According to ICH 9 two main principles of quality risk management are:
- “The evaluation of the risk to quality should be based on scientific knowledge and ultimately link to the protection of the patient; and
- The level of effort, formality and documentation of the quality risk management process should be commensurate with the level of risk.”
In the current revision of Annex 1 (2008) the only reference to risk is contained in Section 8: Clean room and clean air device monitoring. In contrast to this there are references to risk in multiple sections throughout the revised draft Annex 1 including Sections 2, 3, 4, 5, 7, 8 and 9.
One significant addition to the requirements in this new draft Annex 1 document is for a documented Contamination Control Strategy which should be based on a holistic contamination control risk assessment as referred to in Eudralex Volume 4 Chapters 3 and 5.
With the revision of Annex 1 and the additional focus on QRM, existing QRM programs employed by the pharmaceutical industry need to add value and give us information that we can use to continually reduce risks in all areas of our manufacturing facilities and operational processes.

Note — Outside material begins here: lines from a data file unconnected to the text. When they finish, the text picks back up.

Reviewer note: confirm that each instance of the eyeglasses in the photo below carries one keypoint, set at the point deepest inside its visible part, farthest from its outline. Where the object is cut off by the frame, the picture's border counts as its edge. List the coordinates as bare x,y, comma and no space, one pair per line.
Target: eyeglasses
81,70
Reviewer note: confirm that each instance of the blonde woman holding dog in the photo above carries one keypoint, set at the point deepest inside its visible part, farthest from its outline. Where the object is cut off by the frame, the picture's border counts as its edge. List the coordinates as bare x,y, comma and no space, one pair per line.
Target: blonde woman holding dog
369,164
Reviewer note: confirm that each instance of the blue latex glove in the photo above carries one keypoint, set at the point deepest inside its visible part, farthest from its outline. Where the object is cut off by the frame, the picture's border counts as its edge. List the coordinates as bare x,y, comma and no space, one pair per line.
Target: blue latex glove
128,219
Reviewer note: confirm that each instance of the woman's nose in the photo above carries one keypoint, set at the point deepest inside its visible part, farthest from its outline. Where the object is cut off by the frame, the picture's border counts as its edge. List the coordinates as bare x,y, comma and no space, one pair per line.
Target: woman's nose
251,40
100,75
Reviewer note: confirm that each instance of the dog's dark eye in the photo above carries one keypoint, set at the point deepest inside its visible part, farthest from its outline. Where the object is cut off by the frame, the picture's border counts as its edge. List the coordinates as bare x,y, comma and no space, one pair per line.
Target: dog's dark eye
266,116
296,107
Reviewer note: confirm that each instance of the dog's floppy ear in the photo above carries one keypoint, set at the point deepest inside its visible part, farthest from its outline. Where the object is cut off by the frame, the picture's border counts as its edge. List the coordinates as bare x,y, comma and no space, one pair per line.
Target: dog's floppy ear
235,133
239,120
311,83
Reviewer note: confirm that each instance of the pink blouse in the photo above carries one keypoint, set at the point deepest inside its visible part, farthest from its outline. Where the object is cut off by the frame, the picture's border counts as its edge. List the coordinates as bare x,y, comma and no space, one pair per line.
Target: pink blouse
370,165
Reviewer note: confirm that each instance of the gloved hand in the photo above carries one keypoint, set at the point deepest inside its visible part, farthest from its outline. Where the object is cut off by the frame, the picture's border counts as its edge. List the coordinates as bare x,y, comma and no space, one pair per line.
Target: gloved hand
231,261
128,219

In addition, risk principles need to be fully incorporated into all aspects of the Pharmaceutical Quality System.
The heavy emphasis on QRM in the new draft Annex 1 will ensure that QRM programs will contain an ever-increasing volume of information that needs to be easily accessed, allowing the information to be used to drive continuous improvement in processes and behaviour. The information contained in a QRM program must be used to lead us to an ever-deepening understanding of the operational processes used in our industry, thus ensuring patient protection in everything we do.